Chroniques

par laurent bergnach

Leoš Janáček
Z mrtvého domu | De la maison des morts

1 DVD Deutsche Grammophon (2008)
00440 073 4426
production aixoise de 2007, signée Boulez et Chéreau

De 1860 à 1862, Souvenirs de la Maison des Morts de Fiodor Dostoïevski (1821-1881) paraît sous forme de feuilleton, retraçant de façon autobiographique quatre années passées en Sibérie, au bagne d'Omsk. Contemporain de l'écrivain russe, Leoš Janáček (1854-1928) évoque l'œuvre lyrique qu'il est en train d'en tirer :

« [...] ce qui est, peut-être, mon plus grand ouvrage – l'opéra le plus novateur – je l'achève, excité au point que mon sang est près de jaillir, et je dois vivre tout cela comme si c'était englouti. Je voudrais chanter de joie – et je dois me taire. »
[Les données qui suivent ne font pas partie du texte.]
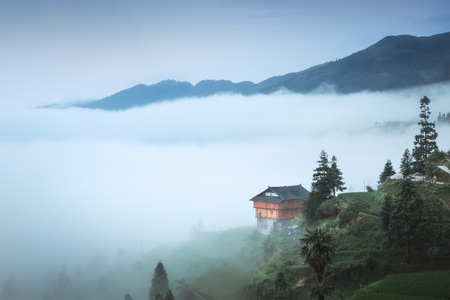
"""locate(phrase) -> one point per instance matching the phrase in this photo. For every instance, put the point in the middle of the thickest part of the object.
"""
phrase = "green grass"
(367, 197)
(421, 285)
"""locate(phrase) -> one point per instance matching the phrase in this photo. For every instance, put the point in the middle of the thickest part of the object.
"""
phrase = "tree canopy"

Après sa mort survenue quelque temps après cette lettre du 2 décembre 1927, deux proches élèves retouchent l'orchestration de l'ouvrage inachevé, défigurant le projet initial. Il faut attendre les années soixante pour revenir à une musique débarrassée de tout sentimentalisme.

Relevant le primitivisme puissant du compositeur tchèque qu'il oppose à un Berg, tout en ironie distanciée et sarcasme, Pierre Boulez remarque que l'ouvrage contient « des moments très durs exprimant la colère, la moquerie agressive, d'autres empreints de nostalgie ou de désespoir. Mais tout est direct : en un rien de temps, on saisit le sens de la musique, de ce qu'elle exprime, son effet est immédiatement là. »

Pas d'intrigue ici, mais une galerie de personnages qui prennent la parole à tour de rôle pour confier leur douloureuse histoire, entre l'emprisonnement et la libération de Goriantchikov. Pour Patrice Chéreau, le passage du livre à la partition prend la forme d' « un collage parfois naïf et magnifique qu'on retrouve en miroir dans l'hétérogénéité du matériau musical ».

Les plans variés de Stéphane Metge nous plonge au cœur de l'événement, sans dénaturer une mise en scène intemporelle et sans faille, conservant intacte l'émotion éprouvée à la découverte de cette production aixoise [lire notre chronique du 16 juillet 2007].